Mouse Models of Melanoma
Malignant melanoma is thought to evolve in a series of steps, each accompanied by multiple genetic mutations with oncogene activation being temporally distinct from tumor suppressor gene loss. The earliest and most common identified genetic lesion (BRAFT1799A) encodes BRAFV600E (BRAFVE), a constitutively active protein serine/threonine kinase that elicits sustained BRAF → MEK1/2 → ERK1/2 MAP kinase pathway activation.
This mutation is detected in ~65% of metastatic melanomas yet in ~80% of benign nevi, consistent with the notion that BRAFVE expression is in itself insufficient for full malignant conversion owing to activation of oncogene induced senescence. Significantly, progression to malignant melanoma is invariably accompanied by silencing of one or more TSGs, most often in humans PTEN or CDKN2α. This combination of mutated BRAF and silenced of PTEN expression is common in human melanoma (~20%). There are two fundamental challenges to determine how melanoma can be overcome. (1) We need to understand the mechanisms by which early benign, senescent lesions (nevi) progress to cancers capable of sustained proliferation (melanoma). This includes determining which genes are involved and when they play a role in tumor progression. (2) We must also determine which genes are responsible for the acquisition of a metastatic phenotype and whether they are obligate targets for successful therapy.
There are a number of observations that drive our current melanoma research focus: (i) Melanocytic BRafVE expression causes a proliferative burst followed by senescence induction in both humans and mice. (ii) PTEN function is lost during melanoma progression due to direct mutation, deletion, or extinguished expression and this correlates with PI3K pathway activation (iii) BRAFVE and PTEN mutations are prevalent in human melanoma. (iv) Simultaneous PTEN ablation and BRafVE expression in mice cooperates to bypass growth arrest leading to metastatic disease. (vi) In mice specific pharmacological inhibition of Mek1/2 and/or mTORC1 downstream of BRafVE and PTEN loss respectively prevent, yet fail to eradicate, disease. (v) Current BRAFVE specific inhibitors fail to provide sustained responses in the clinic.
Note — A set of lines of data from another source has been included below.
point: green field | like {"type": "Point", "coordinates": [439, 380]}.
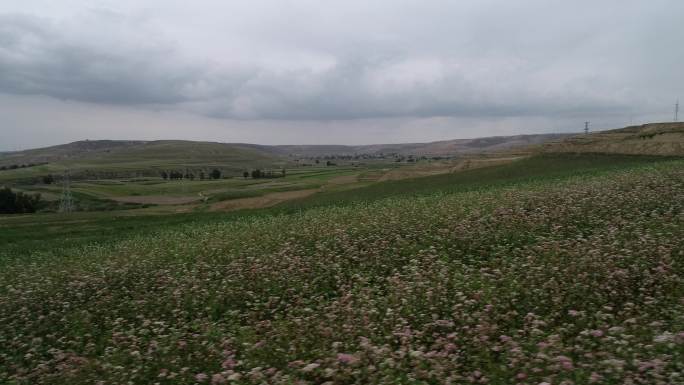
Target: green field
{"type": "Point", "coordinates": [561, 269]}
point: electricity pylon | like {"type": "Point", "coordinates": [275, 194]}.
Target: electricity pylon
{"type": "Point", "coordinates": [66, 202]}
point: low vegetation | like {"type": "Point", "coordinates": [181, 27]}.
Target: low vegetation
{"type": "Point", "coordinates": [566, 277]}
{"type": "Point", "coordinates": [17, 202]}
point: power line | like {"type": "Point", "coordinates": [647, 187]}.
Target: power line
{"type": "Point", "coordinates": [66, 201]}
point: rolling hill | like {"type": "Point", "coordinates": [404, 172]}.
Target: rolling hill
{"type": "Point", "coordinates": [647, 139]}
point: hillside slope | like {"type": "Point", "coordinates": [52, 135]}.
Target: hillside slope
{"type": "Point", "coordinates": [125, 158]}
{"type": "Point", "coordinates": [439, 148]}
{"type": "Point", "coordinates": [647, 139]}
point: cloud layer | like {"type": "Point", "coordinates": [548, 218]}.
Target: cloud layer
{"type": "Point", "coordinates": [308, 60]}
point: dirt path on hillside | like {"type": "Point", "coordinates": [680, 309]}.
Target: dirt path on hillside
{"type": "Point", "coordinates": [156, 199]}
{"type": "Point", "coordinates": [266, 200]}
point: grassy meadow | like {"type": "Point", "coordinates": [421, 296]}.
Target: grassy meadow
{"type": "Point", "coordinates": [557, 269]}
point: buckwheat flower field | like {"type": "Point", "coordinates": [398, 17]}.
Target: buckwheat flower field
{"type": "Point", "coordinates": [575, 282]}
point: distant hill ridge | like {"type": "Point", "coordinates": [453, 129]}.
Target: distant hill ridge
{"type": "Point", "coordinates": [646, 139]}
{"type": "Point", "coordinates": [116, 149]}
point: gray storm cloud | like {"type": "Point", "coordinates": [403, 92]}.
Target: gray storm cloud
{"type": "Point", "coordinates": [335, 61]}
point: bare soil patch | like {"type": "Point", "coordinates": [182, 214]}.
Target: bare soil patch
{"type": "Point", "coordinates": [157, 199]}
{"type": "Point", "coordinates": [267, 200]}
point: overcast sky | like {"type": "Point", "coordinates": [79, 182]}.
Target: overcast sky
{"type": "Point", "coordinates": [352, 72]}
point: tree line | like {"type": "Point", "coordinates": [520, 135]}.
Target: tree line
{"type": "Point", "coordinates": [191, 175]}
{"type": "Point", "coordinates": [258, 173]}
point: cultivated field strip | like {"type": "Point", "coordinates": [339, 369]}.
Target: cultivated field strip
{"type": "Point", "coordinates": [570, 283]}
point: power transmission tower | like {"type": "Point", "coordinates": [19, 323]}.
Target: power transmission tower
{"type": "Point", "coordinates": [66, 202]}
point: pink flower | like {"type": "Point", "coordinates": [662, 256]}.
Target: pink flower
{"type": "Point", "coordinates": [217, 379]}
{"type": "Point", "coordinates": [348, 359]}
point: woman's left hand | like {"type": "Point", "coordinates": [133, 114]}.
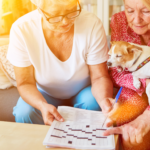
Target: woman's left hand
{"type": "Point", "coordinates": [133, 132]}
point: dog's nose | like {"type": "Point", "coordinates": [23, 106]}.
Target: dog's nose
{"type": "Point", "coordinates": [109, 64]}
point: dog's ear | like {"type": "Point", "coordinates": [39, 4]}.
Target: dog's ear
{"type": "Point", "coordinates": [133, 48]}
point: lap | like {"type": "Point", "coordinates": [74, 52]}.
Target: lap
{"type": "Point", "coordinates": [84, 99]}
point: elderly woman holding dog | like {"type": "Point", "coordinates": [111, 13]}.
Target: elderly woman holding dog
{"type": "Point", "coordinates": [58, 52]}
{"type": "Point", "coordinates": [132, 25]}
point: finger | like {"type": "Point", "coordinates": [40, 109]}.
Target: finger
{"type": "Point", "coordinates": [49, 120]}
{"type": "Point", "coordinates": [57, 115]}
{"type": "Point", "coordinates": [139, 139]}
{"type": "Point", "coordinates": [132, 138]}
{"type": "Point", "coordinates": [110, 123]}
{"type": "Point", "coordinates": [126, 137]}
{"type": "Point", "coordinates": [117, 130]}
{"type": "Point", "coordinates": [106, 106]}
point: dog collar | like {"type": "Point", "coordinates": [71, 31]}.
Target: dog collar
{"type": "Point", "coordinates": [143, 63]}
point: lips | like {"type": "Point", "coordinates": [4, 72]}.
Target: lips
{"type": "Point", "coordinates": [65, 26]}
{"type": "Point", "coordinates": [139, 26]}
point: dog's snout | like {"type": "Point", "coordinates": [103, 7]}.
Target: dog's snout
{"type": "Point", "coordinates": [109, 63]}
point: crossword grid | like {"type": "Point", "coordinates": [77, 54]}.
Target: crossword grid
{"type": "Point", "coordinates": [85, 134]}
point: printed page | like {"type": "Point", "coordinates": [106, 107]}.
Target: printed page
{"type": "Point", "coordinates": [82, 129]}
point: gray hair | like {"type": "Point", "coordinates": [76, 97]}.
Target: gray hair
{"type": "Point", "coordinates": [41, 2]}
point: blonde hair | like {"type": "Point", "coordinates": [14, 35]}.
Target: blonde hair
{"type": "Point", "coordinates": [146, 3]}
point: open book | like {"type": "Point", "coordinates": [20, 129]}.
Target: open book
{"type": "Point", "coordinates": [80, 130]}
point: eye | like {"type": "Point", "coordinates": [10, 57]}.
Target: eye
{"type": "Point", "coordinates": [130, 11]}
{"type": "Point", "coordinates": [118, 56]}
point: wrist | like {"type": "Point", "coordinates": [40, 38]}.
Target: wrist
{"type": "Point", "coordinates": [42, 105]}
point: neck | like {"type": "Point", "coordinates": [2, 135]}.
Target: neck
{"type": "Point", "coordinates": [145, 38]}
{"type": "Point", "coordinates": [54, 34]}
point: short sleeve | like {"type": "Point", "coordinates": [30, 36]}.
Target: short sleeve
{"type": "Point", "coordinates": [17, 53]}
{"type": "Point", "coordinates": [98, 48]}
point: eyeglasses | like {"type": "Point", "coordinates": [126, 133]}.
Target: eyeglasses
{"type": "Point", "coordinates": [57, 19]}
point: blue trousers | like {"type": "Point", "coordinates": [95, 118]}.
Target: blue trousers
{"type": "Point", "coordinates": [24, 113]}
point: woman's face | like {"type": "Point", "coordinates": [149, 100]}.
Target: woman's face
{"type": "Point", "coordinates": [54, 9]}
{"type": "Point", "coordinates": [138, 16]}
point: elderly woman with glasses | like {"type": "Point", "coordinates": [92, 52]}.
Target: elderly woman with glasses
{"type": "Point", "coordinates": [132, 25]}
{"type": "Point", "coordinates": [58, 52]}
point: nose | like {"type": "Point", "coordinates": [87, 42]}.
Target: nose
{"type": "Point", "coordinates": [109, 64]}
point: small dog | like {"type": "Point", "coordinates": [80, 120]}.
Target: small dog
{"type": "Point", "coordinates": [134, 57]}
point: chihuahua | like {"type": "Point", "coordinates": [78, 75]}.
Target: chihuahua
{"type": "Point", "coordinates": [134, 57]}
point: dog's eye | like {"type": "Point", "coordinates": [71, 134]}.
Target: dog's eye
{"type": "Point", "coordinates": [118, 56]}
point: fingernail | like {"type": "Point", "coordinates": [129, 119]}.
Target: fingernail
{"type": "Point", "coordinates": [61, 119]}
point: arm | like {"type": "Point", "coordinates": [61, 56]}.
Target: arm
{"type": "Point", "coordinates": [134, 132]}
{"type": "Point", "coordinates": [26, 85]}
{"type": "Point", "coordinates": [102, 87]}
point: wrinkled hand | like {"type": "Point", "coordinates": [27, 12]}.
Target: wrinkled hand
{"type": "Point", "coordinates": [49, 113]}
{"type": "Point", "coordinates": [133, 132]}
{"type": "Point", "coordinates": [106, 105]}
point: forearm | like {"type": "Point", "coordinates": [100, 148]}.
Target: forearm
{"type": "Point", "coordinates": [31, 95]}
{"type": "Point", "coordinates": [102, 88]}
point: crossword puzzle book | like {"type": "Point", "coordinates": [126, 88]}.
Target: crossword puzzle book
{"type": "Point", "coordinates": [80, 130]}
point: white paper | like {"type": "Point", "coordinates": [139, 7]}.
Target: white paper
{"type": "Point", "coordinates": [80, 130]}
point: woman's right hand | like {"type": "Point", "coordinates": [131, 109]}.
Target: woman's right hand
{"type": "Point", "coordinates": [106, 105]}
{"type": "Point", "coordinates": [49, 113]}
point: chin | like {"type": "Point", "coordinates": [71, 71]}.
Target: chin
{"type": "Point", "coordinates": [140, 31]}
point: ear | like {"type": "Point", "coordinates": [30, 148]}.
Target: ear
{"type": "Point", "coordinates": [133, 49]}
{"type": "Point", "coordinates": [112, 42]}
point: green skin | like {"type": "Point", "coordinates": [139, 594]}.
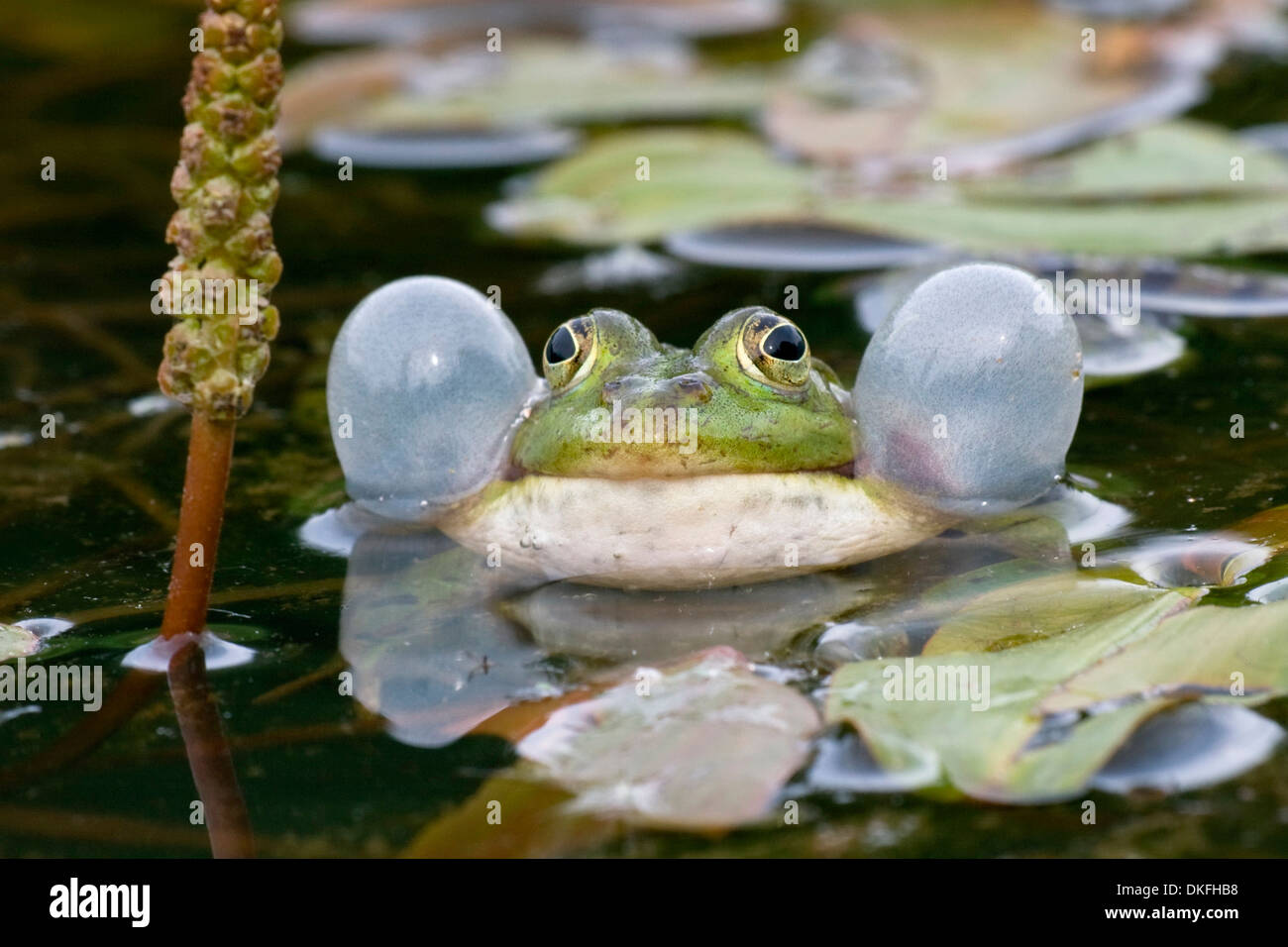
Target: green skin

Together these data suggest that PTEN may play a duel role in melanoma progression: one regulating early senescence induction and later one regulating migration. We hypothesize that PTEN negatively regulates proliferation (ie. senescence induction), survival and/or migration through downstream PIP3 activated genes. We aim to uncover which “PI3K/PTEN network” genes are important in these processes and furthermore when and how they function.
Figure 1. (a) Mice carrying various conditional alleles of BRaf (BRafCA) and/or Pten (Ptenlox4-5 or Ptenlox5) were crossed to Tyr::CreER mice with melanocyte specific expression of a hormone dependent form of Cre recombinase (CreERT2) 17,20. 4-HT dependent activation of CreER leads to melanocyte specific conversion of BRafCA → BRafV600E and the conversion of the Ptenlox alleles to null alleles. BRafCA/+ (b), Tyr::CreER; BRafCA/+ (c) and Tyr::CreER; BRafCA/CA (d) mice were treated topically with 4-HT and monitored for 75 weeks for signs of melanocytic proliferation (i). Mice were euthanized and skin from the ear (ii, iii) and flank (iv) was stained with hematoxylin and eosin and inspected for the presence of pigmented cells. (e) A Tyr::CreER; BRafCA/+ mouse developed a papular pigmented lesion ~60 weeks after topical administration of 4-HT (i). This mouse was euthanized and skin sections encompassing the lesion were stained with hematoxylin and eosin and inspected for the presence of pigmented cells (ii & iii).